Donald L. Klipstein says:
October 2, 2013 at 11:42 am
15+ years of no temperature increase? That’s if you start with the spike of a century class El Nino. Smoothed HadCRUT3 shows the trend. HadCRUT3 is less-warming than the other major surface indices, and can be seen here:
http://www.metoffice.gov.uk/hadobs/hadcrut3/diagnostics/global/nh+sh/
That shows the hiatus as starting sometime in 2011, and currently having gone on for 12 years. Stating 15, 16 or 17 years seems to be cherrypicking the data to overstate one’s case.

The graph you linked to says “Global average temperature 1850-2011”

Met Office Blog – Dave Britton (10:48:21) – 14 October 2012
“We agree with Mr Rose that there has been only a very small amount of warming in the 21st Century.
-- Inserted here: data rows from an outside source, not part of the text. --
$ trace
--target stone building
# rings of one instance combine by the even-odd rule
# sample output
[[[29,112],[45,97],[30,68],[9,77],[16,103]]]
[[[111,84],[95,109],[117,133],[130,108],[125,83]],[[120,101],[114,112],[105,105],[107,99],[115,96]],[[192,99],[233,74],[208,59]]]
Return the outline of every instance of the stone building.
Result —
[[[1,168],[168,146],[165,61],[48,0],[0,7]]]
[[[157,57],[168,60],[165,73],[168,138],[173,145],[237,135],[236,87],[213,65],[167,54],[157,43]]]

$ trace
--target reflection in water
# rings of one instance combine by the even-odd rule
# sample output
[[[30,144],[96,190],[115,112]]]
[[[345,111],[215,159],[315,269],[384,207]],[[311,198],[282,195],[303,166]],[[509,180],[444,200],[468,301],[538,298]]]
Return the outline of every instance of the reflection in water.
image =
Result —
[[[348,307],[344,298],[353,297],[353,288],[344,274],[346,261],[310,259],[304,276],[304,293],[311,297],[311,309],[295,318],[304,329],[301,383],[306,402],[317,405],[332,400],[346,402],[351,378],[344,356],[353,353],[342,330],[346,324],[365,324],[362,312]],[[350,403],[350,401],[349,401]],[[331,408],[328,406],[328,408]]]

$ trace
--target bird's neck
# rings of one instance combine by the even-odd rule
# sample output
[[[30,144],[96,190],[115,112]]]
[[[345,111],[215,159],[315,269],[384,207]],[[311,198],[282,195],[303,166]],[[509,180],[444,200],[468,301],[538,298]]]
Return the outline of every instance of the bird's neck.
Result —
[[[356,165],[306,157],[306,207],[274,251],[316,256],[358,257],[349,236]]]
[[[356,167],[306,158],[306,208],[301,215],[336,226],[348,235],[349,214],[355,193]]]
As stated in our response, this is 0.05 degrees Celsius since 1997 equivalent to 0.03 degrees Celsius per decade.”
Source: http://metofficenews.wordpress.com/2012/10/14/met-office-in-the-media-14-october-2012/

Jimbo
October 2, 2013 1:25 pm

richardscourtney says:
October 2, 2013 at 12:00 pm
Donald L. Klipstein:
Your post at October 2, 2013 at 11:42 am is wrong in many ways…….

Thank you richardscourtney.
Donald, why didn’t you look at RSS?

Jeff Mitchell
October 2, 2013 1:53 pm

I love speculating as much as the next person, but it isn’t proof of anything. With regard to what they would do if warming stopped has been answered: move the goalposts. These people are very short sighted and do not look further into the future than their current problems require. Thus they are left twisting in the wind as the data continues to not support them in new and fun ways.
I think it isn’t particularly useful to set up a hypothesis about what the IPCC would do which is contrary to fact, then beat them up for something they didn’t do. Yes, I believe they wouldn’t have worried that the sample size was too small if there had been excess warming, but it doesn’t mean anything because it didn’t happen. They can do the same thing to us and it would be equally useless. What we can do is point out that they are changing their standard without a basis for doing so. They set the standard, they should have to live with it. They moved the goalpost once already when the data was against them, and now that data has met that standard, they try to move it once again. This we know because it happened, and they responded with another standard change. No speculation needed.
Data isn’t really for or against them, but their science is more religion, and they consider the continuing halt in warming as enemy behavior. At some point, one of them might just suggest that us skeptics are rigging the data by a secret conspiracy to open all our refrigerator doors and let the cool air out to influence the readings. They just might be that crazy.

Brian H
October 2, 2013 2:12 pm

Kev-in-Uk says:
October 2, 2013 at 6:16 am

probably psychosematic (sp?)

psychosomatic. Mind over body.
Were you thinking of “pyscho semantic” = crazy talk? 😉

Brian H
October 2, 2013 2:13 pm

typo: “psycho semantic”

Brian H
October 2, 2013 2:25 pm

jbird says:
October 2, 2013 at 7:10 am
If the IPCC was truly worried about catastrophic anthropogenic global warming, they would greet the news of no warming for the past 15 years with relief rather than excuses.
The IPCC is just like the rest of the UN – full of nothing but beggars, thieves and con men.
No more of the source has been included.